88 Films’ newest release of these buried gems is 1971’s Lady with a Sword, directed by Pao-Shu Kai (one of the few female directors of this genre at the time), from a screenplay by Kuang Ni. It begins with a sequence so bombastically over the top and busting at the seams with cheesy acting that it sparked a lot of unintended laughter: Scenery chewing bandits murder a mother and beat the ever-loving snot out of her son, seemingly for fun. It plays out like we stepped into a movie at its halfway point, and it plays so hammy that the film almost commits seppuku out of the starting gate with little more than good cinematography by Hsin Chang to show for it. The son manages to escape alive and promptly introduces us to the eponymous Lady with a Sword, whose name is Feng Fei Fei, played with reasonably good intensity by Lily Ho.
From here, the movie finds its footing and slowly begins to draw in its audience. The web of connections weaved between the heroes and villains, unknown to us during that awful opening scene, start to unfold in an organic way that becomes the movie’s greatest strength.

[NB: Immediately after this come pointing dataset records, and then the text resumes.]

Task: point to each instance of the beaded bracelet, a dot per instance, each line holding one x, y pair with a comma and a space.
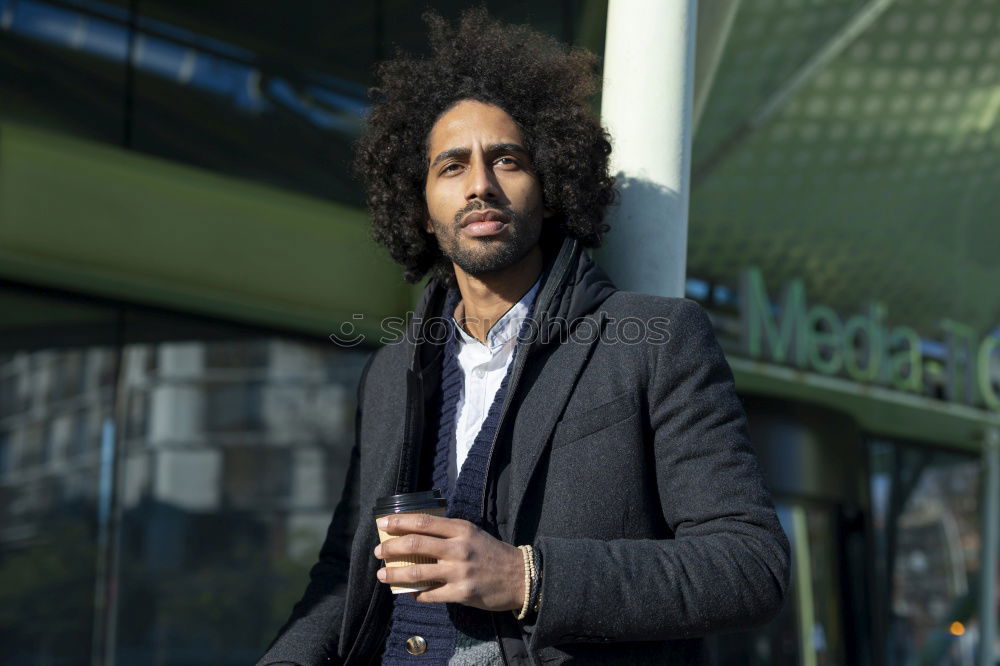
536, 585
529, 579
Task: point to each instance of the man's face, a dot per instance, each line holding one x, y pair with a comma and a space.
484, 201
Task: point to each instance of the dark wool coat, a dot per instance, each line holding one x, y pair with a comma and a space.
624, 457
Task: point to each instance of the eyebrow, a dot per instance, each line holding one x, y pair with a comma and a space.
491, 149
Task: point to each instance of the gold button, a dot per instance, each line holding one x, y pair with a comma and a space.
416, 645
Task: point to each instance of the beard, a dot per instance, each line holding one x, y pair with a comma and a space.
487, 254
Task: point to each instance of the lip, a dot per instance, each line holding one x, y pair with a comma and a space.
484, 216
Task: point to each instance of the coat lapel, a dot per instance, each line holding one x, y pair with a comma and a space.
549, 384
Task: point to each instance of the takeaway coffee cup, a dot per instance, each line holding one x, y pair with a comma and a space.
428, 501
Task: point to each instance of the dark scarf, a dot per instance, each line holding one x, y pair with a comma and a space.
440, 623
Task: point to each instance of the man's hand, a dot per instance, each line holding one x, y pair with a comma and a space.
474, 568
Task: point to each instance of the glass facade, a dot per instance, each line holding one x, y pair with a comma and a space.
928, 534
258, 90
165, 482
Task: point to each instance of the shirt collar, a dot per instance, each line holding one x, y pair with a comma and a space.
508, 325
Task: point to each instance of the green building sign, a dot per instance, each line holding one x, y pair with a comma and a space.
864, 347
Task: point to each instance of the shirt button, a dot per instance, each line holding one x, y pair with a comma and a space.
416, 645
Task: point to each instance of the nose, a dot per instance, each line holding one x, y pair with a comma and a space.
482, 183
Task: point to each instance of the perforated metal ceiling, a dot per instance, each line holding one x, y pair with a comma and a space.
857, 146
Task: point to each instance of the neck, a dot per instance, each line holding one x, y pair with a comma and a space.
486, 298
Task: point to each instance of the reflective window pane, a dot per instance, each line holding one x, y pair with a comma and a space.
231, 474
927, 520
57, 374
62, 67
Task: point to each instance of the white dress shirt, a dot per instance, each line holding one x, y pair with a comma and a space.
483, 366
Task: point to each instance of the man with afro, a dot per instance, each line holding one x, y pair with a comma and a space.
604, 504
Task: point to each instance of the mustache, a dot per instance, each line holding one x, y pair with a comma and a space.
476, 204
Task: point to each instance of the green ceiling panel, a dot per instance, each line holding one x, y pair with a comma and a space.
877, 179
109, 222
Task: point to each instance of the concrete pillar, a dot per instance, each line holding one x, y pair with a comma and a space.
647, 100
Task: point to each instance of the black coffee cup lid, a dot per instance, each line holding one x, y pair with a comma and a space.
425, 499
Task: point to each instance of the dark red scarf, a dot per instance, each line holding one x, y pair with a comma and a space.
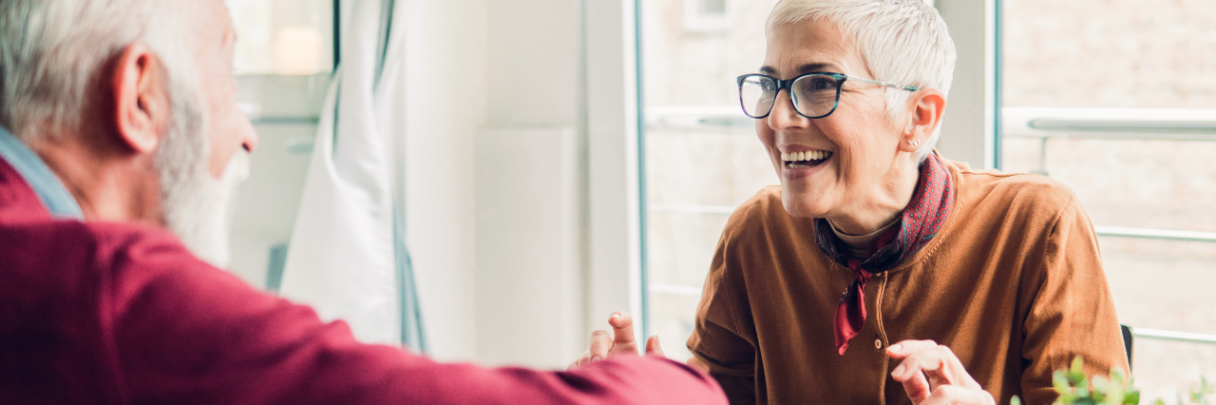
919, 223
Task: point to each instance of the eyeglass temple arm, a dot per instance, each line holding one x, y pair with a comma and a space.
883, 84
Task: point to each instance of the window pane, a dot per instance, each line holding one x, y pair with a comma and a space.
702, 153
283, 37
1102, 63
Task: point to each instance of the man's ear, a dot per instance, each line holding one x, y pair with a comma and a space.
141, 99
928, 105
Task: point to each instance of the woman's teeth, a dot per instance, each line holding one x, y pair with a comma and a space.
811, 157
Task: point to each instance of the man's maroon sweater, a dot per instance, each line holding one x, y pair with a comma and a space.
96, 313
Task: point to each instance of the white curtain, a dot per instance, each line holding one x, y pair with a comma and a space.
347, 257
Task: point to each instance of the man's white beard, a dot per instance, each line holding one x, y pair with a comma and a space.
196, 207
202, 215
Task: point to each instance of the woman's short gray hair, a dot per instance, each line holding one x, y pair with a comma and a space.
902, 41
52, 50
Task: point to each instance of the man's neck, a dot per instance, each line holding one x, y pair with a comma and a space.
107, 186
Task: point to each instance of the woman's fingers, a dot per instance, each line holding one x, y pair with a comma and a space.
916, 386
958, 395
653, 348
925, 367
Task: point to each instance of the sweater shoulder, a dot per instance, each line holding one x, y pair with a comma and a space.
1018, 193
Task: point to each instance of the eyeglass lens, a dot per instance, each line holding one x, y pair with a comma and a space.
814, 95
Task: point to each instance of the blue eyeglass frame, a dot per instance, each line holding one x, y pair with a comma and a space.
840, 78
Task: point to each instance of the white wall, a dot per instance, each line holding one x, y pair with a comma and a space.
516, 69
446, 102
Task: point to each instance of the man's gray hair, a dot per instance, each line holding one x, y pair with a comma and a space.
52, 50
902, 41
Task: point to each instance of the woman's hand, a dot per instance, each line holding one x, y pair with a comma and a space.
621, 342
932, 373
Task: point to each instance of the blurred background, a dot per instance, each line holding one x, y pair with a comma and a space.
1116, 99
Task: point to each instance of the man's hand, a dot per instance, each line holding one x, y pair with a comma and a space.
621, 342
932, 375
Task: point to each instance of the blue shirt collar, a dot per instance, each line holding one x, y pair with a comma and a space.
46, 185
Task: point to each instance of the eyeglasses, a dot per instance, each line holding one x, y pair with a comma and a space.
814, 95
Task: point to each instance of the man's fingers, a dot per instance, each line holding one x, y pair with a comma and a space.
600, 346
653, 348
623, 332
623, 327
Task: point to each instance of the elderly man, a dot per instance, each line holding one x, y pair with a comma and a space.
878, 271
123, 117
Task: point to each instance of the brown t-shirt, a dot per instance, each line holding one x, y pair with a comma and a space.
1012, 283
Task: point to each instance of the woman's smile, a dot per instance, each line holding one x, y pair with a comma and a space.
804, 163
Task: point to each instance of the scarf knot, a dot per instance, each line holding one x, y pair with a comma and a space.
918, 224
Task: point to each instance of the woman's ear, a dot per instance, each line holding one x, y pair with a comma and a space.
928, 105
141, 99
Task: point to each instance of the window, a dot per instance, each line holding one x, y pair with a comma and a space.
702, 155
705, 15
283, 58
1118, 101
283, 37
1114, 99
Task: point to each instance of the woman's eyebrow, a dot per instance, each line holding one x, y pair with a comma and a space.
804, 68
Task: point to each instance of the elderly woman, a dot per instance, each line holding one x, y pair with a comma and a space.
878, 271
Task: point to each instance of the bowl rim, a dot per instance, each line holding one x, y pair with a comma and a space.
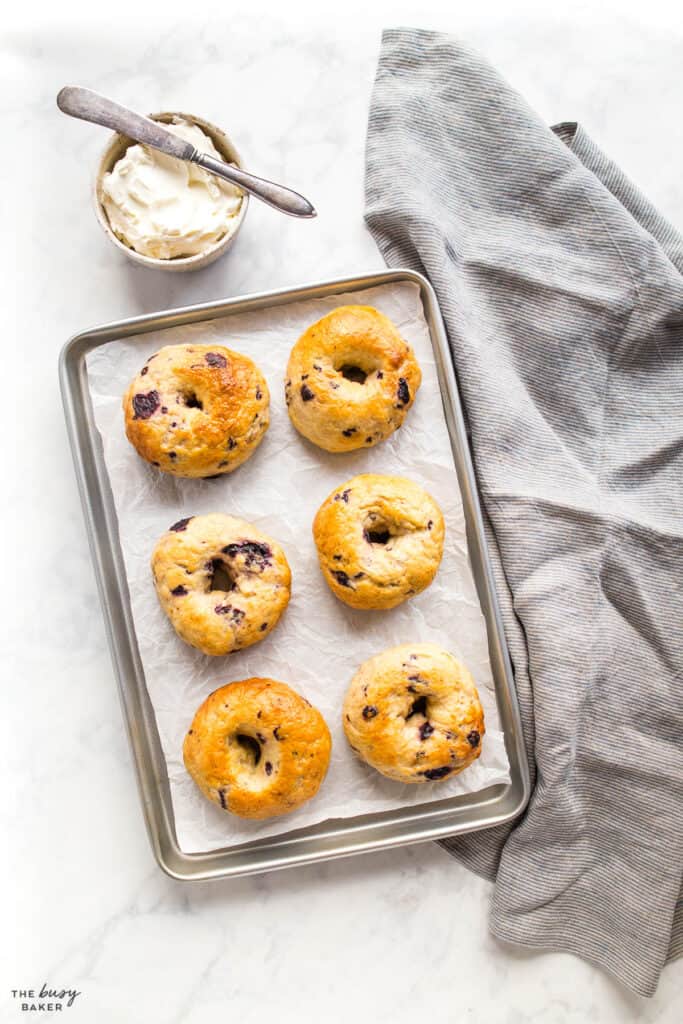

Fei Fei vows vengeance for her sister’s murder, confronting an entire brothel full of bandits and fighters with little more than a sword and pure grit. It’s a mesmerizing sequence of stellar choreography, made all the more interesting by an unexpected conclusion that eventually leads to the movie’s pivotal plot revelation. Although there’s a certain Superman-Clark Kent (or perhaps Mulan) quality to the aftermath, where the bandits somehow don’t realize that the warrior who faced them all down is not, in fact, a “lad.”
By the one hour mark, Lady with a Sword finds the right tone, piling on organic complications to Fei Fei’s quest for revenge. It's quite enthralling. Then the script promptly proceeds to screw it all up. Chin Lien Pai (Seok-hoon Nam), the head bandit who gleefully killed Fei Fei’s sister, seeks asylum with his parents after his second showdown with Fei Fei, and this is when we meet his mother, Madam Chin: A character so one-dimensionally abhorrent that she destroys the film's momentum and singlehandedly undermines any impact the conclusion could've had. Her refusal to allow her son to experience the consequences of his bloodlust leaves one gobsmacked, especially when she makes excuses for him raping and murdering an innocent woman who was well regarded by her family. Even after witnessing him brutally murdering a young child, and her own husband calls their offspring a “beast” in utter disappointment, she refuses to behave like a human being. By the time her flatline of an arc concludes in a manner so dissatisfying I literally threw my arms up in disbelief, Lady with a Sword had squandered all of its narrative promise. Instead of ending with a bang, it ends with a wet fart.
On the flip side, this Shaw Brothers film is presented beautifully, with a gorgeous transfer full of luscious colors and pleasing grain levels, accompanied by a DTS 2.0 mono Mandarin audio track. From a pure presentation standpoint, it’s a worthy addition to 88’s Asia collection, and includes a double-sided fold out poster for those of you who love to iron posters before you slap them on your wall. If only it accompanied a better movie that capitalized on such a deep array of promises made. The bottom line is that Lady with a Sword is a delightfully constructed sandwich full of good stuff… held in place by two pieces of moldy bread that make the whole thing stink. Eat if you’re hungry. It won’t make you sick, but you may wanna spit some of it out.